Cerebral palsy is a congenital disorder (i.e. present from birth) that affects approximately half a million children and adults in the United States, and 17 million people worldwide. There is more than one type of cerebral palsy, and the causes of cerebral palsy vary. Spastic, dyskinetic, ataxic, and mixed cerebral palsy can result from infections that mothers have while pregnant, low birth weight, jaundice, birth problems such as uterine rupture and issues with the placenta or umbilical cord, blood flow problems, and traumatic head injuries. In some instances, the cause of cerebral palsy is unknown.
Symptoms of cerebral palsy include lack of muscle coordination, shaky movements, stiff muscles, and drooling as a result of being unable to control facial muscles.
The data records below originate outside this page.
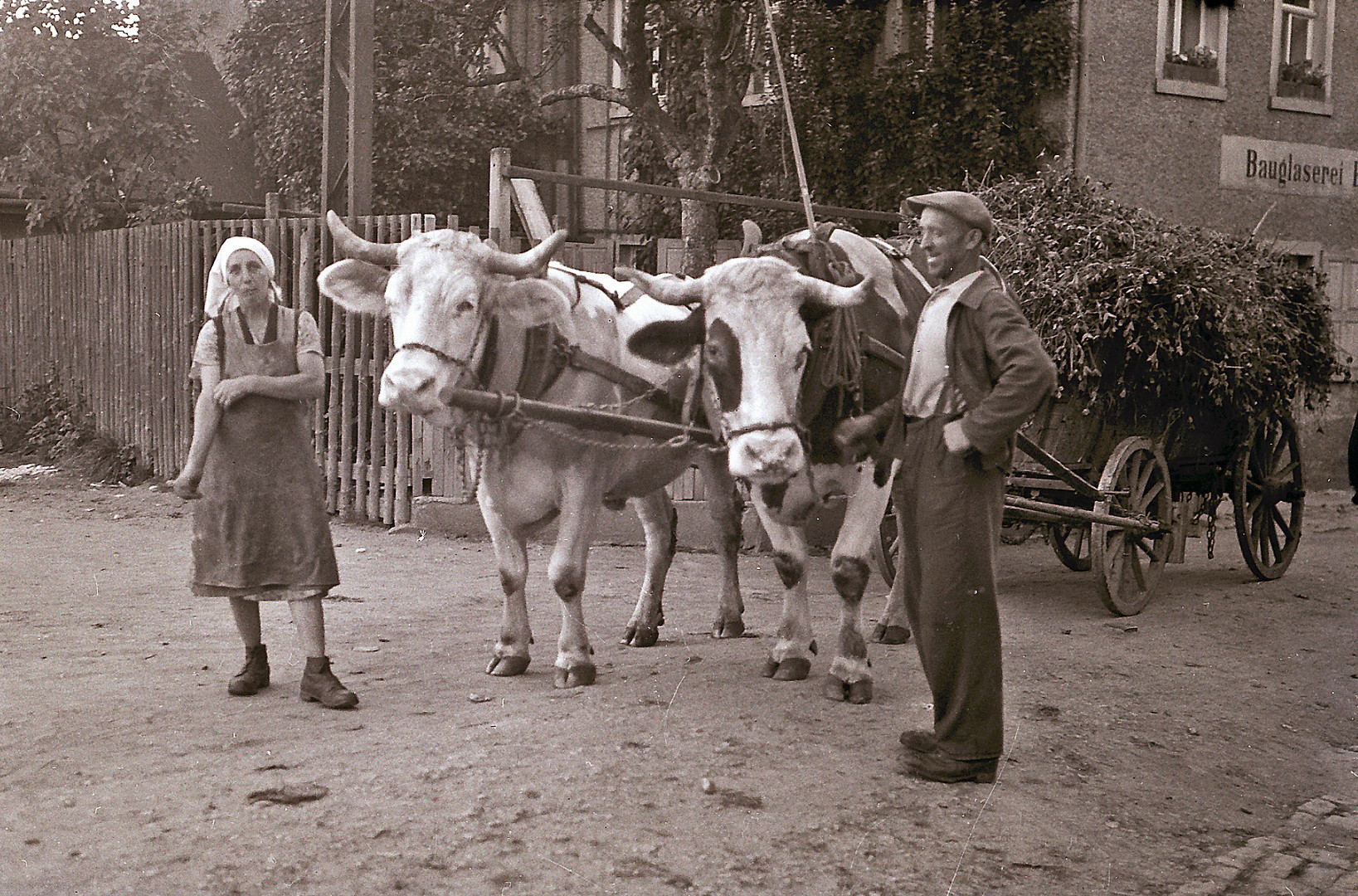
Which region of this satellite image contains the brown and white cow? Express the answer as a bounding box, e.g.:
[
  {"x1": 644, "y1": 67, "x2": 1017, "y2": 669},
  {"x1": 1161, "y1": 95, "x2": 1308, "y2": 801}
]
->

In some but not all cases, cerebral palsy symptoms include intellectual disabilities such as a below-average IQ and developmental delays. Some people with cerebral palsy exhibit behaviors such as anxiety, mood swings, social withdrawal, and temper tantrums.
Many people with cerebral palsy require assistance to take care of themselves, move around, prepare meals, and to communicate. Though cerebral palsy is understood to be connected to difficulties within the brain, scientific researchers have yet to find a cure. Cerebral palsy is considered to be a permanent but non-progressive condition, meaning that the condition doesn’t worsen as a child grows up. Most people diagnosed with cerebral palsy live normal life spans.